A year ago today our enemies laid down their arms in accordance with an armistice which rendered them impotent to renew hostilities, and gave to the world an assured opportunity to reconstruct its shattered order and to work out in peace a new and juster set of international relations. The soldiers and people of the European Allies had fought and endured for more than four years to uphold the barrier of civilization against the aggression’s of armed force. We ourselves had been in the conflict something more than a year and a half.
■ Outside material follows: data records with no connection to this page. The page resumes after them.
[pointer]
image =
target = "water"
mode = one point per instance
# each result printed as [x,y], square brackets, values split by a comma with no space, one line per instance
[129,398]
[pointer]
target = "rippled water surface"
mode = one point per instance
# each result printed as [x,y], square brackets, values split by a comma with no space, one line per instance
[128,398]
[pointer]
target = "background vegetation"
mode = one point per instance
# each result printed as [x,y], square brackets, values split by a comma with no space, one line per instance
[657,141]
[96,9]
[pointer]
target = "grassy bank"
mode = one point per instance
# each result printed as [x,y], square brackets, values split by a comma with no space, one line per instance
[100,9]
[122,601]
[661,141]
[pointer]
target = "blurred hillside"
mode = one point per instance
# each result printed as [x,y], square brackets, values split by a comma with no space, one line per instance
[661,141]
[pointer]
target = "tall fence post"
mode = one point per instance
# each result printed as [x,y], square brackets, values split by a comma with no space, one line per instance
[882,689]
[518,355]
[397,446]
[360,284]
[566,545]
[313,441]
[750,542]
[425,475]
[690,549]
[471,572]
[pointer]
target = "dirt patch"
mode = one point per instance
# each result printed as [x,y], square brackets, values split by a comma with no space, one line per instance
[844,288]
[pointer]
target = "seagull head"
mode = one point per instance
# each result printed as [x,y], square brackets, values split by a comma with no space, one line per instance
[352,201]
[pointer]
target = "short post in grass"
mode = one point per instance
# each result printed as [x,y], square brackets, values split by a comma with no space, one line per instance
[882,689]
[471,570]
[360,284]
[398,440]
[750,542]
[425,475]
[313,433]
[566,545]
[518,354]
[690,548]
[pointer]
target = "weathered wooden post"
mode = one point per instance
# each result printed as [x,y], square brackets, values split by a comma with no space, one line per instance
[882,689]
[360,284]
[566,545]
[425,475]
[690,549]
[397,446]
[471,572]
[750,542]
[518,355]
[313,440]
With splendid forgetfulness of mere personal concerns, we remodeled our industries, concentrated our financial resources, increased our agricultural output, and assembled a great army, so that at the last our power was a decisive factor in the victory. We were able to bring the vast resources, material and moral, of a great and free people to the assistance of our associates in Europe who had suffered and sacrificed without limit in the cause for which we fought.
Out of this victory there arose new possibilities of political freedom and economic concert. The war showed us the strength of great nations acting together for high purposes, and the victory of arms foretells the enduring conquests which can be made in peace when nations act justly and in furtherance of the common interests of men.
To us in America the reflections of Armistice Day will be filled with solemn pride in the heroism of those who died in the country’s service, and with gratitude for the victory, both because of the thing from which it has freed us and because of the opportunity it has given America to show her sympathy with peace and justice in the councils of nations.